La única época de mi vida en que no me costó madrugar fue cuando me invitabas a tomar un café mañanero de camino al trabajo. Aquel invierno parecía que los amaneceres se retrasaban más que lo habitual. En cualquier otro momento eso me hubiera fastidiado sobremanera pero entonces era como un regalo del destino que construía el mejor escenario posible para nosotros. Unos días, un cielo negro y raso con estrellas solitarias. Otros, una bruma espesa que nos protegía de miradas indiscretas. Algunos, un mar hermoso de rocío en los campos y casi todos, un frío intenso que te obligaba a acurrucarte en mí para mi gozo.
Siempre acabábamos desayunando un café en aquel bar de carretera al que nunca he regresado. Descafeinado y café doble. En ocasiones, un croissant compartido. Los primeros días llamamos la atención. A esas horas, sólo un par de camioneros en tránsito y los habituales compadres que salían de algún trabajo nocturno perdían su mirada en la televisión mientras calentaban su cuerpo y su alma con un carajillo o una copa de licor que, tan de mañana, parecía inapropiada. La curiosidad duró sólo unos días porque acabaron familiarizándose con nosotros. Pronto dejaron de mirarnos a hurtadillas, el camarero empezaba a calentar los cafés antes de que ordenáramos y nos convertimos en parte del decorado.
Era una taberna de carretera, perdida, con café comprado en el súper y orujo de garrafón.
Luego, he estado en muchos restaurantes de lujo, donde a la hora de los postres te muestran una carta de opciones con decenas de cafés.

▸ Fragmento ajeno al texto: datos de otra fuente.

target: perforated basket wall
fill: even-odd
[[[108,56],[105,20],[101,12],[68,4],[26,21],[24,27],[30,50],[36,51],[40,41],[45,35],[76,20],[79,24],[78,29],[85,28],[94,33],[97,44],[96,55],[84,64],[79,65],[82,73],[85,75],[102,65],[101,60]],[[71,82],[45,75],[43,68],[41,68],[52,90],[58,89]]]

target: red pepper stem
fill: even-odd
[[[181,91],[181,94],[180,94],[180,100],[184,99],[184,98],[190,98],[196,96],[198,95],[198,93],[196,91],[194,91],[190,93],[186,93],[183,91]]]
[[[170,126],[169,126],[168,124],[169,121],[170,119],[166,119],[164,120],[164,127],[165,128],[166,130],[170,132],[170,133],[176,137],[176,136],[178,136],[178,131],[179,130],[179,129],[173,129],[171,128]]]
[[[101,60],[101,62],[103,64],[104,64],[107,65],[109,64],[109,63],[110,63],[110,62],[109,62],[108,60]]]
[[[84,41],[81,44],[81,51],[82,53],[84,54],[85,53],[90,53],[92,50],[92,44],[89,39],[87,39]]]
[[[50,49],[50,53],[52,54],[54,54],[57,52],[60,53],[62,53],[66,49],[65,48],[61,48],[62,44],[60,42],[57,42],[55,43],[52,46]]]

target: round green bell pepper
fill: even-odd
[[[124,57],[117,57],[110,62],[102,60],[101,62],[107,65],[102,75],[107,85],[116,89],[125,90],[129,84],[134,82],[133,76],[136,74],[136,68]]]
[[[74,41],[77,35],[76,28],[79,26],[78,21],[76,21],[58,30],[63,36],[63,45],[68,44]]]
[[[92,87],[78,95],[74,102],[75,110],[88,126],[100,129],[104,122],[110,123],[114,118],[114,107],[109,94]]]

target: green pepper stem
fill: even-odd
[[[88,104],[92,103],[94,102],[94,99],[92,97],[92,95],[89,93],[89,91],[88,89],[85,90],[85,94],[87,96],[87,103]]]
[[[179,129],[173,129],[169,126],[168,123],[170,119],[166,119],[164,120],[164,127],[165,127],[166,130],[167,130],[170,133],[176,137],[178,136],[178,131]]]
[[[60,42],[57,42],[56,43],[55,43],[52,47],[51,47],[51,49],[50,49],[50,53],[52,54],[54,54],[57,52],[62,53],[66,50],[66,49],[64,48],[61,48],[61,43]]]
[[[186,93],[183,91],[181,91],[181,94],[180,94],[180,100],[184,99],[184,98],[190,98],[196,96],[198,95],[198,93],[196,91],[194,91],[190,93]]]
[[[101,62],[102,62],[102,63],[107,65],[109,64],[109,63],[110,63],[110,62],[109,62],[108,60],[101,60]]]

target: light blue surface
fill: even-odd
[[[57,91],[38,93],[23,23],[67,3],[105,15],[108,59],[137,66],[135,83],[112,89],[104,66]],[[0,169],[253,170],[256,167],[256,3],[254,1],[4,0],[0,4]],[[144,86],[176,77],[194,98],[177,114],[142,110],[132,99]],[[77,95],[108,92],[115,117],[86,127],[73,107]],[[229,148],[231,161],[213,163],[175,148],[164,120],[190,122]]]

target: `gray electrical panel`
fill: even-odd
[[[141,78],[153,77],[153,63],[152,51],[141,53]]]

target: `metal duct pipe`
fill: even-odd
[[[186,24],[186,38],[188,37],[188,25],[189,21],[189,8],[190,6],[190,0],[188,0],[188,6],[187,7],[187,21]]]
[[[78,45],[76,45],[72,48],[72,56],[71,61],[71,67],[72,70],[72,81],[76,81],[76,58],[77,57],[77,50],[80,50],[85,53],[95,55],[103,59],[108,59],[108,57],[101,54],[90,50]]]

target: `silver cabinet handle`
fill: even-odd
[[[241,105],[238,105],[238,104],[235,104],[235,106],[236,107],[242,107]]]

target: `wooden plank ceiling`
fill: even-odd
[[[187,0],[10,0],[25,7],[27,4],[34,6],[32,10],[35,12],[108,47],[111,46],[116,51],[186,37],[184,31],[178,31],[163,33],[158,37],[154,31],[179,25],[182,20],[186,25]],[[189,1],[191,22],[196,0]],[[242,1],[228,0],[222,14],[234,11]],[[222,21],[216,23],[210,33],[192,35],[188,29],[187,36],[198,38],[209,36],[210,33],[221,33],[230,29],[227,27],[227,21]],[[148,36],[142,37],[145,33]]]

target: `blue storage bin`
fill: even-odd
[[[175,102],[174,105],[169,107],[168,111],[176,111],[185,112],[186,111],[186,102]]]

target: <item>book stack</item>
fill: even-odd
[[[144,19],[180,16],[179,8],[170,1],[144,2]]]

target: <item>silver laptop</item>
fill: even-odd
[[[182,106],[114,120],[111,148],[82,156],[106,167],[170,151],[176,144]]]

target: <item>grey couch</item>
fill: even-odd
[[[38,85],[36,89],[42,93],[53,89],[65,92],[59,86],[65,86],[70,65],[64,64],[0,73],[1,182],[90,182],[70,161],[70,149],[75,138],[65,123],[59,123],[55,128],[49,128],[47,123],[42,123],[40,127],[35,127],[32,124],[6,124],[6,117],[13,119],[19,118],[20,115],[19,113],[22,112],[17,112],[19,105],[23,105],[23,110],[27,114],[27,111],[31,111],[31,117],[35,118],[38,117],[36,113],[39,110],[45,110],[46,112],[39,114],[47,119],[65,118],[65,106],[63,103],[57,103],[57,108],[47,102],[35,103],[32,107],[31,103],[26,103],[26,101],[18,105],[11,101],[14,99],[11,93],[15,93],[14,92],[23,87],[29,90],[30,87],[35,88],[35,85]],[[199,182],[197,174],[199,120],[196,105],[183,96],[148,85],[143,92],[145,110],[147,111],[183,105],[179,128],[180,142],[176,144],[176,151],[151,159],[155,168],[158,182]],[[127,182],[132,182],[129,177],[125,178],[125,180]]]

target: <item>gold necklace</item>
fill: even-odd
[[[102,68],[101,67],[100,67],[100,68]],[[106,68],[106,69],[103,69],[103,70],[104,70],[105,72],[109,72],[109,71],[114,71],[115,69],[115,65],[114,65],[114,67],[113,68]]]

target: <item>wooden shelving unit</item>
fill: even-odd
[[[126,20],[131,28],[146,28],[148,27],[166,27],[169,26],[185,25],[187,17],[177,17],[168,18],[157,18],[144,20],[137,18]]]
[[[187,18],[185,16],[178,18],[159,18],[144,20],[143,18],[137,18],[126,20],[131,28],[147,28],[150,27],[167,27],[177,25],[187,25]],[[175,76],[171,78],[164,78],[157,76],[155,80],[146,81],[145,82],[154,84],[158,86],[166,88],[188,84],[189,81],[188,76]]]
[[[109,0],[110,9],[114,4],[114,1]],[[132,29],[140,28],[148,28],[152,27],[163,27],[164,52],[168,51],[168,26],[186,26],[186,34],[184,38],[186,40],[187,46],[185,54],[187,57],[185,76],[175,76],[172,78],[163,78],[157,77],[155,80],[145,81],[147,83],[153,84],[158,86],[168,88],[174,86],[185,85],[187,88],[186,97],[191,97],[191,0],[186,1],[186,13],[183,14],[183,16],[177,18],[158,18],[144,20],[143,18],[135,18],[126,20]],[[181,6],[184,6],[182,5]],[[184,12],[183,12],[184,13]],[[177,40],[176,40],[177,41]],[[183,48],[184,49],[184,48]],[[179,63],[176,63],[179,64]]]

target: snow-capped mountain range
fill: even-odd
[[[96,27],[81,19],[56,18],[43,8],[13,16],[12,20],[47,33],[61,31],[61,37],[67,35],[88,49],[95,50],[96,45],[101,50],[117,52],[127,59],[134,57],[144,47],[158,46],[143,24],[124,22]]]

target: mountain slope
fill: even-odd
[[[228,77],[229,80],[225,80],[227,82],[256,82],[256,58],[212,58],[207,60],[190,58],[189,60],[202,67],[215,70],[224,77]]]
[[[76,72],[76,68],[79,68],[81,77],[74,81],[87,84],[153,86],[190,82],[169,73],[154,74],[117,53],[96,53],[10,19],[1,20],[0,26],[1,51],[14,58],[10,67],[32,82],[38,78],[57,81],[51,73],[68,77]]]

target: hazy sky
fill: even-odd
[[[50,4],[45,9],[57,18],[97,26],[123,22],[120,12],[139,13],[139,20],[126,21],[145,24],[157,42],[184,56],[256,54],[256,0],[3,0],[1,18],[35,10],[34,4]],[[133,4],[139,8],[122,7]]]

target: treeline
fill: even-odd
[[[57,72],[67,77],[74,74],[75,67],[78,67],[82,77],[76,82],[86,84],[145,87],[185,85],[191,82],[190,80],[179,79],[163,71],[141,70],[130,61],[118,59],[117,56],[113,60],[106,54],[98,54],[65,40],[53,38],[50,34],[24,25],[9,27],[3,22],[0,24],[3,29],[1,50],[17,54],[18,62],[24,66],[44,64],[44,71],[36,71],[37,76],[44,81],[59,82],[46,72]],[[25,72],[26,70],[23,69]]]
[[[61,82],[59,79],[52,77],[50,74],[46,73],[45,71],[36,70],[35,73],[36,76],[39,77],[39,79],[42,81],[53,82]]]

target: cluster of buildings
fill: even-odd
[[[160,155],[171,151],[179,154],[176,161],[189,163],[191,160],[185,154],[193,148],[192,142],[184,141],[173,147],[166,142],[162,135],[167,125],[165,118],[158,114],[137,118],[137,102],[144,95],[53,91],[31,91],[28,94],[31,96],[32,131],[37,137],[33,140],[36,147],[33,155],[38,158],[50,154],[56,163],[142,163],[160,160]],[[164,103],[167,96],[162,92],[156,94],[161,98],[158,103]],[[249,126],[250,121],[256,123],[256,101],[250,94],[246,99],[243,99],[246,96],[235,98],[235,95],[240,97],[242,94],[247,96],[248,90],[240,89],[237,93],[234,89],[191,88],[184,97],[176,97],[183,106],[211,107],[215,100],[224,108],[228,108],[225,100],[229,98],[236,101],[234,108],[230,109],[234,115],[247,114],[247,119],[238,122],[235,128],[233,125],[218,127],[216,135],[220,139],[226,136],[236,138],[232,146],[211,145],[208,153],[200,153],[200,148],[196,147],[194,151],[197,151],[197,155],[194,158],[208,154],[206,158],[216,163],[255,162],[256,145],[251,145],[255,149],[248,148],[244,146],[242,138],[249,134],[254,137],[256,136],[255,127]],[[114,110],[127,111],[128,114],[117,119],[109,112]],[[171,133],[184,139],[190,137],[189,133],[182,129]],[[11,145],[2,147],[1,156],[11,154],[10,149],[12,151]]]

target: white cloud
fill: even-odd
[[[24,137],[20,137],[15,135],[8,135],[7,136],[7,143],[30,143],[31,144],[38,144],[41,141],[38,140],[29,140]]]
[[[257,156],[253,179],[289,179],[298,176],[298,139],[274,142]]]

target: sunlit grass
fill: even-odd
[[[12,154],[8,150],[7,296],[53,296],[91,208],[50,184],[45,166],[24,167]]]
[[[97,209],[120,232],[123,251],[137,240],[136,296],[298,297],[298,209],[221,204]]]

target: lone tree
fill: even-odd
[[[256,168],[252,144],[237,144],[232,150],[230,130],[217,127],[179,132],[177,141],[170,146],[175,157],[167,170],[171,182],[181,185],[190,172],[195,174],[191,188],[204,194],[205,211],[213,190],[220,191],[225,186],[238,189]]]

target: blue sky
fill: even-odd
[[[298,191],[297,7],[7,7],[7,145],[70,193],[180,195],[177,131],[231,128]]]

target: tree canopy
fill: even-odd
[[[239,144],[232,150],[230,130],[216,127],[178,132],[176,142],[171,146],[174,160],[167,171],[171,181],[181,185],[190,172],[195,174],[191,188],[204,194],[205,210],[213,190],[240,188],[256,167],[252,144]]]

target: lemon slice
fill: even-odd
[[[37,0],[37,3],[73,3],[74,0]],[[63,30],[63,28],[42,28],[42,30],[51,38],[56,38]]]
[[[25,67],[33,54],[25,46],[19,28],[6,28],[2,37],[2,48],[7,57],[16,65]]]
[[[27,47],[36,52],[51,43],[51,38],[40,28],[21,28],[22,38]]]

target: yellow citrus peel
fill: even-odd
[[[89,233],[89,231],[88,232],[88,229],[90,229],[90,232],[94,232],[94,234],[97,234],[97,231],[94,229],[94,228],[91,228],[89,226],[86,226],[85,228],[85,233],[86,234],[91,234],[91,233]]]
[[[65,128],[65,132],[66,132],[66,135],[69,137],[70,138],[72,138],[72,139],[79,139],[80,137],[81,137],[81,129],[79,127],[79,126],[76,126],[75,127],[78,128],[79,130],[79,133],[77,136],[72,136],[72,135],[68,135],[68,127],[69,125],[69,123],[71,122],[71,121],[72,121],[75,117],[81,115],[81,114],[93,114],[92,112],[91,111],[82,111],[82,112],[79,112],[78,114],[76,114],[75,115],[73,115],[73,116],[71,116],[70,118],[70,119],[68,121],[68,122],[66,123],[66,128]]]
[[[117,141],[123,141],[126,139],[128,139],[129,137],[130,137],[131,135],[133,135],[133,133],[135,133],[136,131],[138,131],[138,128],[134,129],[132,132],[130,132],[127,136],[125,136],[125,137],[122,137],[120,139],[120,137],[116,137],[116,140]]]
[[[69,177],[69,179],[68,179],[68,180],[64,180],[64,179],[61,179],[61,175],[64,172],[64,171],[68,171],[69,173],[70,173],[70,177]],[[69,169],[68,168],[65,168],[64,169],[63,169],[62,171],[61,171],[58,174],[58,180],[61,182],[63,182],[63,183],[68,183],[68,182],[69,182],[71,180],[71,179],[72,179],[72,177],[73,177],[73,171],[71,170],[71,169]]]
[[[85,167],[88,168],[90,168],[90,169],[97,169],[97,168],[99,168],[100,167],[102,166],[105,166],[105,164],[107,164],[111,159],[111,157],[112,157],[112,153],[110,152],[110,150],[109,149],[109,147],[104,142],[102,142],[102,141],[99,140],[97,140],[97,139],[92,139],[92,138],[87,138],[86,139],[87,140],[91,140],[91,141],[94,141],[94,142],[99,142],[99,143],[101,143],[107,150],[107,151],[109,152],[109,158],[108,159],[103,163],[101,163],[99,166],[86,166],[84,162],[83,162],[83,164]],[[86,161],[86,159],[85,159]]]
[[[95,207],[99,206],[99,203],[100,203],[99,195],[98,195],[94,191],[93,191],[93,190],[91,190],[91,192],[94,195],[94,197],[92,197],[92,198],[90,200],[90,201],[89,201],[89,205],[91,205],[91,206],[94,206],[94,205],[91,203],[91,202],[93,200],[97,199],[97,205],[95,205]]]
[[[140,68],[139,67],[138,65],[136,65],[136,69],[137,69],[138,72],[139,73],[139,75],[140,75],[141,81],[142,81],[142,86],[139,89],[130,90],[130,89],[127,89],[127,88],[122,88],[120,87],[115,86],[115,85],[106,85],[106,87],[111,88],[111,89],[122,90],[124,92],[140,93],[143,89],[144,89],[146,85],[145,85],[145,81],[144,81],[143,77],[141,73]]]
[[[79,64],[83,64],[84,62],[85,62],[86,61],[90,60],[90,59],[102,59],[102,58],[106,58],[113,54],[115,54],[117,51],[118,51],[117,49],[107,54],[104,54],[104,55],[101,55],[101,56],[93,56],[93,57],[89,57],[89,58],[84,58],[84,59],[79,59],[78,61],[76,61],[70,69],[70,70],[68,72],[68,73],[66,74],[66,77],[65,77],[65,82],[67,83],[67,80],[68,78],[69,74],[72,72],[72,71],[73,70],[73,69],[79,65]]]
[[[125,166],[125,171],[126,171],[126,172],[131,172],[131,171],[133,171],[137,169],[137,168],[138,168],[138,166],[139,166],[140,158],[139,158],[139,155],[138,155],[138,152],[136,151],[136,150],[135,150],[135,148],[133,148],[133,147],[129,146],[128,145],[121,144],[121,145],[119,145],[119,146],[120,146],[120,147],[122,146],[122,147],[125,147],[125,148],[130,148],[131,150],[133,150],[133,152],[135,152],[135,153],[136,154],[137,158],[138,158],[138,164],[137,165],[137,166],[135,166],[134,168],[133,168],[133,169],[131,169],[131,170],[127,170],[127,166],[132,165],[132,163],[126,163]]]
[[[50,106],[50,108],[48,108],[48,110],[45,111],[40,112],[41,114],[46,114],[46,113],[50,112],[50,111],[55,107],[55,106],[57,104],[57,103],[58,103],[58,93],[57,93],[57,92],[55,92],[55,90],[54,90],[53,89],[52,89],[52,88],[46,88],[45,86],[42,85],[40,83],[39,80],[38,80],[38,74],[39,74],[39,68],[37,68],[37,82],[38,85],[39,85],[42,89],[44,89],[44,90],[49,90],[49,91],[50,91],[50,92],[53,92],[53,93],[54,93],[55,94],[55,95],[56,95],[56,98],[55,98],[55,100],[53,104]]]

Que si de Kenia, que si de Colombia, que si torrefacto, que si veneciano con crema de almendras. A la vainilla, al aroma de hierbabuena, recién traído de Madagascar, cappucino milanés, turco espeso.
Jamás he vuelto a tomar ningún café tan delicioso como el que bebíamos juntos aquellas mañanas heladas, mucho antes de que el sol asomara por el horizonte.